Tuesday, October 5, 2010

Another

So, recently I posted a blog about all being good at the end of the day...wish that was how I felt about this day but it's not. Today was a day better forgotten.
I went to sleep sick last night and so I was still sick this morning. Hacking up my lungs, headache, body aches, the works.  It was a very work intensive day on top of that, wore me out.   Grumpy bosses that demand things their way but that seems to change, as it did again today. Leaves me frustrated and sometimes confused as to just how I will ever please them. I'm thinking it's just not possible at this point.

All of my frustration at work today encompassed several aspects of the job and left me with a lot to think about tonight.  I know I am far from perfect, but I feel as if I am expected to be just that, perfect.   Instead I am human. That's all I can be.  I can try hard, and I usually succeed at what I do, but there are days, like today, where not everything goes as planned.  It was one of those days I should have stayed in bed, but knew I couldn't do that.

Really though, this is all along the same thread, people, my relationships with them and the way they do the things they do.  I'm too tired to dive into this in too much detail tonight, so I won't be doing that here.

I guess all I can hope for is a better day tomorrow. Less frustrations, and me feeling more healthy than I did today. It wasn't fun and I'm exhausted from it all. 

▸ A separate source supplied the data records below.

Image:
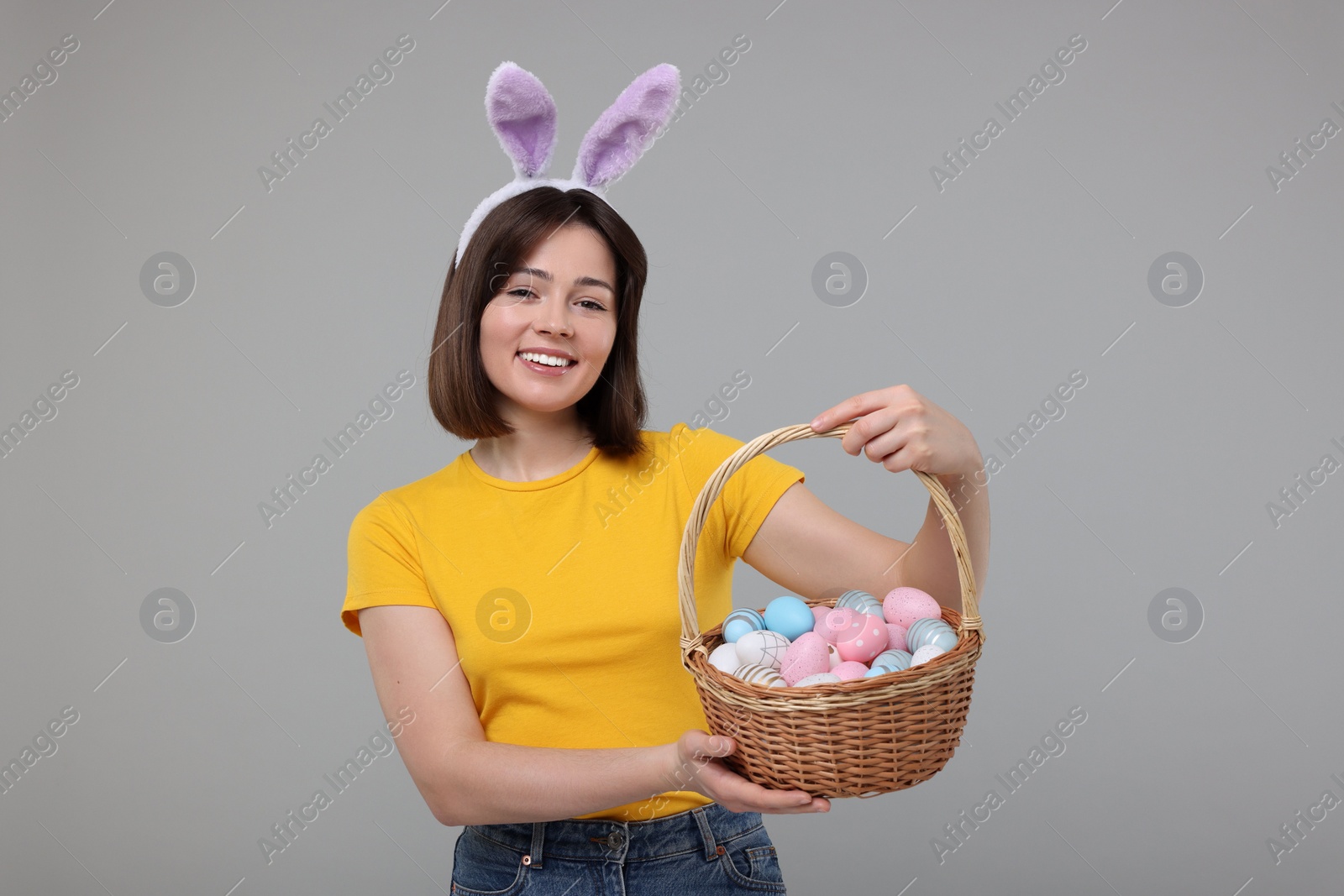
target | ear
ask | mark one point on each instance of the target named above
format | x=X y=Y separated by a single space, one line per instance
x=622 y=134
x=523 y=116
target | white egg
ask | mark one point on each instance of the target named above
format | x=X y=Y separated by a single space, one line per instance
x=925 y=654
x=725 y=658
x=761 y=674
x=761 y=647
x=822 y=678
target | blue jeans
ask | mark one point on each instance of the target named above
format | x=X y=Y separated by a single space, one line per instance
x=707 y=851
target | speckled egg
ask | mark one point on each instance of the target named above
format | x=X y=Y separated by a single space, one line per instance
x=850 y=669
x=820 y=679
x=905 y=605
x=790 y=616
x=925 y=654
x=806 y=656
x=738 y=622
x=934 y=631
x=759 y=674
x=763 y=647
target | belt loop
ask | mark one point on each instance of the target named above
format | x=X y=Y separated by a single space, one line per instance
x=711 y=846
x=534 y=859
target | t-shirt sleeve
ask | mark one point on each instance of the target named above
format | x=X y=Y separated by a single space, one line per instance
x=383 y=563
x=748 y=496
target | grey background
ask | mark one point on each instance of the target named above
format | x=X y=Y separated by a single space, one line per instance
x=1032 y=264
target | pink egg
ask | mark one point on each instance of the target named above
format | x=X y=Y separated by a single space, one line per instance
x=806 y=656
x=902 y=606
x=864 y=640
x=895 y=637
x=851 y=669
x=837 y=622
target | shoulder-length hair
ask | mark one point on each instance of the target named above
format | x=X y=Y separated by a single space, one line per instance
x=460 y=392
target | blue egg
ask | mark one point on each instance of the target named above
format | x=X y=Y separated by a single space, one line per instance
x=893 y=660
x=936 y=631
x=738 y=622
x=860 y=600
x=790 y=616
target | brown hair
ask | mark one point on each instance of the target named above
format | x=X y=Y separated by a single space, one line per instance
x=460 y=392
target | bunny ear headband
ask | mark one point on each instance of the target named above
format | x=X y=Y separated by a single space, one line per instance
x=522 y=114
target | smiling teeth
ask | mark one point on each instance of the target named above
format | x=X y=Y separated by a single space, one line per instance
x=546 y=359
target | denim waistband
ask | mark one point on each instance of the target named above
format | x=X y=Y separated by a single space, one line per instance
x=703 y=828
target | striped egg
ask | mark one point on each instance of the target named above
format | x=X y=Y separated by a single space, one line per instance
x=738 y=622
x=763 y=647
x=925 y=654
x=759 y=676
x=891 y=660
x=936 y=631
x=860 y=600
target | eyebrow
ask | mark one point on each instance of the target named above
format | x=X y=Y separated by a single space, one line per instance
x=578 y=281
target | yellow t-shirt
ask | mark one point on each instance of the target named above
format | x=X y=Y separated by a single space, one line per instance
x=562 y=593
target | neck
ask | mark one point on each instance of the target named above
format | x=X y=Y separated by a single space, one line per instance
x=542 y=445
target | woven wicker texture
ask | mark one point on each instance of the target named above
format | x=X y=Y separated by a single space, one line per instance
x=857 y=738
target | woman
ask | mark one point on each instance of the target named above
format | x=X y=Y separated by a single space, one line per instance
x=522 y=600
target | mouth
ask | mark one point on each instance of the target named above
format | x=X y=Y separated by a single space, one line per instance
x=543 y=369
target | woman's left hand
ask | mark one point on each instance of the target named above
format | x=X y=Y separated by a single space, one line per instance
x=904 y=430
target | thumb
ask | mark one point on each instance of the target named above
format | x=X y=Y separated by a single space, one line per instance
x=721 y=746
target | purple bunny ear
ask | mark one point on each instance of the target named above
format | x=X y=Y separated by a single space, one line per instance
x=523 y=117
x=622 y=134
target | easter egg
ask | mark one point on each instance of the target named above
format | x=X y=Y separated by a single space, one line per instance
x=850 y=669
x=905 y=605
x=925 y=654
x=806 y=656
x=897 y=637
x=893 y=660
x=761 y=647
x=860 y=600
x=725 y=658
x=858 y=636
x=820 y=679
x=837 y=622
x=934 y=631
x=790 y=616
x=738 y=622
x=759 y=674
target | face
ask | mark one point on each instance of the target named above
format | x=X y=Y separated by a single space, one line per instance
x=562 y=305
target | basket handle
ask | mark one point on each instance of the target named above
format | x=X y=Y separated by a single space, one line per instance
x=691 y=636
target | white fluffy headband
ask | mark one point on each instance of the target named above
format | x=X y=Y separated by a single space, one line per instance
x=522 y=114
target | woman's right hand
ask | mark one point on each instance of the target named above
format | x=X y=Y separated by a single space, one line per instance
x=696 y=765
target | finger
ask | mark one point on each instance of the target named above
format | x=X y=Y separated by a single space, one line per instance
x=847 y=410
x=877 y=425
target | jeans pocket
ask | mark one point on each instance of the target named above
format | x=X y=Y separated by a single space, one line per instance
x=750 y=862
x=484 y=868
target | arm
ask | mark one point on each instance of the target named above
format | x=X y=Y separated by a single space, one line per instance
x=811 y=550
x=465 y=779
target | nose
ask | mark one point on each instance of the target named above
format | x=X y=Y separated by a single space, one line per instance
x=554 y=320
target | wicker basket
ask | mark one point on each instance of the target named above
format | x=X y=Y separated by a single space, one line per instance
x=857 y=738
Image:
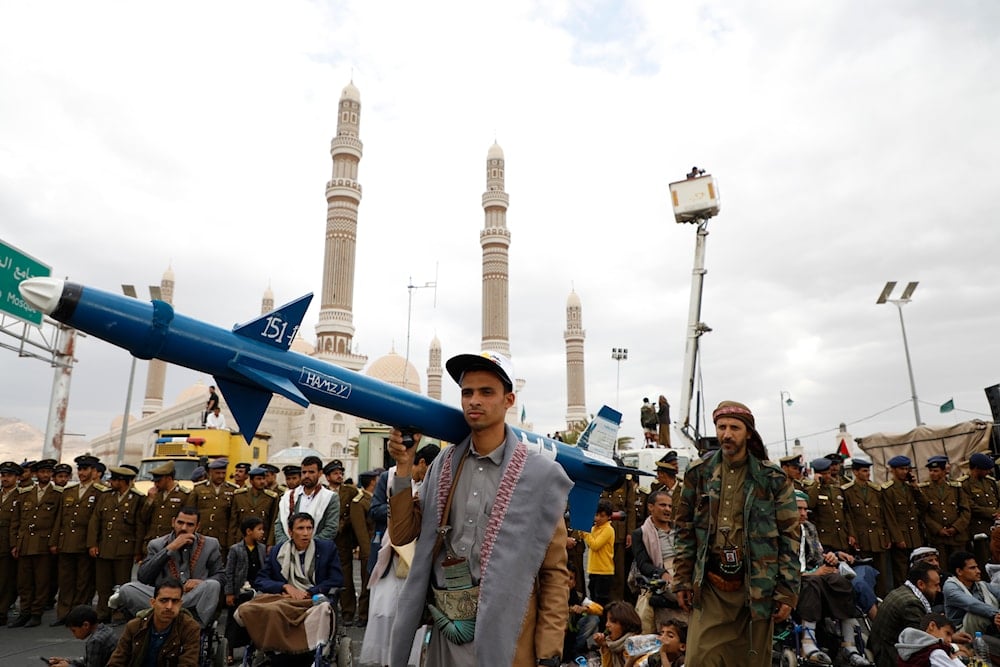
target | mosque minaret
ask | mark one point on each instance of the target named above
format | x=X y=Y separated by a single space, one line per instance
x=495 y=240
x=576 y=392
x=267 y=303
x=434 y=371
x=156 y=375
x=335 y=330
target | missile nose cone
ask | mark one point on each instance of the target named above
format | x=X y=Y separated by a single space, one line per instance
x=42 y=293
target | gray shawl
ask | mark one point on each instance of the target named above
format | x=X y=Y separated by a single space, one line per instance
x=530 y=500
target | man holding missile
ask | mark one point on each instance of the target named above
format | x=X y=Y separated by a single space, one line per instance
x=493 y=544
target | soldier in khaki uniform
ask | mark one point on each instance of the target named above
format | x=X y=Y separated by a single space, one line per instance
x=76 y=567
x=38 y=518
x=622 y=500
x=829 y=514
x=870 y=519
x=10 y=472
x=214 y=500
x=981 y=489
x=905 y=529
x=253 y=500
x=363 y=527
x=345 y=541
x=164 y=500
x=945 y=510
x=115 y=535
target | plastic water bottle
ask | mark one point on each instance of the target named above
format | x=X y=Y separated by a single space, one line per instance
x=981 y=650
x=642 y=644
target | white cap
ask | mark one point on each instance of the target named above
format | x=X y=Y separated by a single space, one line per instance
x=484 y=361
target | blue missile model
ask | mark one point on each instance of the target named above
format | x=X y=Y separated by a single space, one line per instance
x=253 y=361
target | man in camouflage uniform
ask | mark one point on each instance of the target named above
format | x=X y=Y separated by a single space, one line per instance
x=737 y=547
x=828 y=513
x=76 y=567
x=981 y=489
x=115 y=536
x=166 y=497
x=945 y=510
x=214 y=498
x=899 y=496
x=10 y=472
x=345 y=541
x=38 y=519
x=869 y=517
x=253 y=500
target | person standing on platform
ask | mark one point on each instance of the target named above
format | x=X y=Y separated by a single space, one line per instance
x=213 y=498
x=981 y=489
x=663 y=422
x=905 y=527
x=115 y=536
x=40 y=509
x=76 y=567
x=736 y=566
x=944 y=508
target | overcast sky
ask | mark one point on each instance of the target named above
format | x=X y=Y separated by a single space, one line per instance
x=853 y=143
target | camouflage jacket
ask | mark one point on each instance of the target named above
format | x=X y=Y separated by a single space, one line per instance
x=770 y=529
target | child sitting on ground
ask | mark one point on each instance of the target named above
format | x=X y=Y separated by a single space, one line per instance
x=100 y=639
x=622 y=621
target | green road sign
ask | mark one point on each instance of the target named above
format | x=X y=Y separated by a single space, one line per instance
x=16 y=266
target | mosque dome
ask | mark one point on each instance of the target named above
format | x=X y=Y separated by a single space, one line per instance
x=198 y=390
x=350 y=92
x=302 y=346
x=390 y=369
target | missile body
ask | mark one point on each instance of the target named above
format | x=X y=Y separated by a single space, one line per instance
x=253 y=361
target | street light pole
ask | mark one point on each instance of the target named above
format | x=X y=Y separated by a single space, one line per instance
x=782 y=400
x=904 y=299
x=619 y=354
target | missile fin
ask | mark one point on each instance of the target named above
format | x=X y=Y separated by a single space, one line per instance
x=601 y=435
x=273 y=383
x=583 y=499
x=247 y=404
x=279 y=327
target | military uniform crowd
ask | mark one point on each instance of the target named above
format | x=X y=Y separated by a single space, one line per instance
x=62 y=543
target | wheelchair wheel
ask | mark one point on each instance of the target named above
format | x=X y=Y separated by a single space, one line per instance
x=221 y=649
x=345 y=656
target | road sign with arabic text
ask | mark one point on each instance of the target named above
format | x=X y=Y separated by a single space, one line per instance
x=16 y=266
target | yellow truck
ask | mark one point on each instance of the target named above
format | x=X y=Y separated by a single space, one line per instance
x=189 y=448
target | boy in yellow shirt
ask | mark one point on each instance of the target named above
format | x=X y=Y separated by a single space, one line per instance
x=601 y=564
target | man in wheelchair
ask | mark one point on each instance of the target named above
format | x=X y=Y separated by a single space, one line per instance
x=187 y=556
x=825 y=593
x=283 y=619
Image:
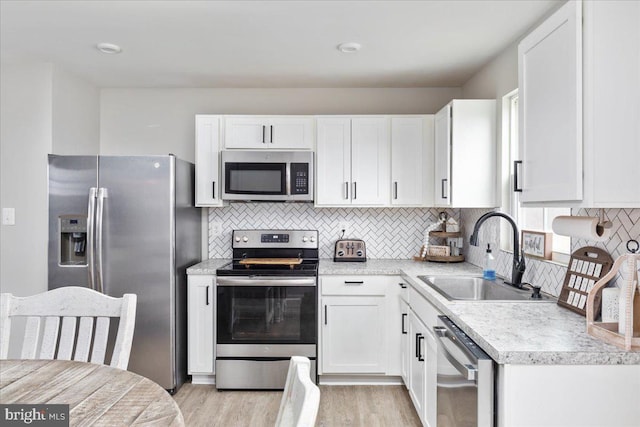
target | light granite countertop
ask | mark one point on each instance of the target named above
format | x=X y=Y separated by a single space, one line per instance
x=208 y=267
x=521 y=333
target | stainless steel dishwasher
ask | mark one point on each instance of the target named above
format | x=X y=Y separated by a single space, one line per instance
x=465 y=379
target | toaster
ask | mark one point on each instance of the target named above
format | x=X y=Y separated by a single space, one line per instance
x=350 y=250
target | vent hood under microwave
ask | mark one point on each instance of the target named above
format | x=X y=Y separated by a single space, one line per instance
x=267 y=175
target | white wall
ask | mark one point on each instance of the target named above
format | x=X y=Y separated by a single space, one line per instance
x=161 y=121
x=43 y=110
x=76 y=115
x=25 y=141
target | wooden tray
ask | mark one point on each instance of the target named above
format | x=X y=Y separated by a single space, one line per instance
x=432 y=258
x=586 y=267
x=610 y=331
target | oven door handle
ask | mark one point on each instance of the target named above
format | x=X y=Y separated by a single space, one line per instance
x=467 y=370
x=266 y=281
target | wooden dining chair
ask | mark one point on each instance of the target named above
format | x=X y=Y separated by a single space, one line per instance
x=301 y=397
x=43 y=337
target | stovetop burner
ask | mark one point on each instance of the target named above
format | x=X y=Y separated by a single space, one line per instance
x=308 y=267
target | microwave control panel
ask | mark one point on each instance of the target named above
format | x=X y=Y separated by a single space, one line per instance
x=299 y=178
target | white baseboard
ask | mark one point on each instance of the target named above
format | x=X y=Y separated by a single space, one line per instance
x=360 y=380
x=203 y=379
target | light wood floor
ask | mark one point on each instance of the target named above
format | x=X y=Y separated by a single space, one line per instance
x=369 y=406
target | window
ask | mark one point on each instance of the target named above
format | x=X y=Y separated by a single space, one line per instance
x=537 y=219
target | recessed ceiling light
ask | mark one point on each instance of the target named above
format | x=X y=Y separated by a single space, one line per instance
x=109 y=48
x=350 y=47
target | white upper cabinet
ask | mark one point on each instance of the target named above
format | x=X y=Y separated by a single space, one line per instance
x=207 y=160
x=550 y=116
x=269 y=132
x=465 y=154
x=333 y=161
x=370 y=161
x=612 y=103
x=579 y=90
x=352 y=161
x=412 y=161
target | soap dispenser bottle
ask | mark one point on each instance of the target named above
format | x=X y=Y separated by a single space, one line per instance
x=489 y=265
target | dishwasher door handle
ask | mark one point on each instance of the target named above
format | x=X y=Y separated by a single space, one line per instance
x=470 y=372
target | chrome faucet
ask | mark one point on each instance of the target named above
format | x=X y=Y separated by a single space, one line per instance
x=517 y=270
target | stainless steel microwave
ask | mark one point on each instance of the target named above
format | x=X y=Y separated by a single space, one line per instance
x=267 y=175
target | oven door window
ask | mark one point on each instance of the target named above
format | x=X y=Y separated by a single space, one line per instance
x=255 y=178
x=265 y=314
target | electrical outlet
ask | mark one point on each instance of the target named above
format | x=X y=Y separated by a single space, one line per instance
x=8 y=216
x=216 y=228
x=344 y=225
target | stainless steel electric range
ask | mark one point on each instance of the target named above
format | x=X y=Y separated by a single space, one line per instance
x=266 y=308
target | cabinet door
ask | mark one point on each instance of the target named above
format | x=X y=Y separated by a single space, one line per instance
x=246 y=132
x=370 y=151
x=405 y=345
x=208 y=160
x=291 y=133
x=411 y=160
x=333 y=162
x=550 y=108
x=353 y=335
x=442 y=167
x=417 y=335
x=396 y=323
x=200 y=292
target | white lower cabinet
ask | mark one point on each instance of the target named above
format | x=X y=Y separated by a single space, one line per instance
x=417 y=366
x=360 y=325
x=353 y=335
x=200 y=325
x=422 y=357
x=405 y=351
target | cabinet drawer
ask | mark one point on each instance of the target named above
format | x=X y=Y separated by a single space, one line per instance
x=354 y=285
x=423 y=309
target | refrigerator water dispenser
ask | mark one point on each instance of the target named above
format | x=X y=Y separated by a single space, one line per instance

My good note for the day was going to A's house tonight to visit for a few.  He and B were home and I was glad to see them again.  Was pretty much the main good thing that happened today.   S sent me a new pick of my granddaughter and I love that.  The rest of the day was forgettable, so that is what I'm going to try to do, forget it.  Learn what I can from it, and forget the rest. And hope for a better day tomorrow. We'll see what happens.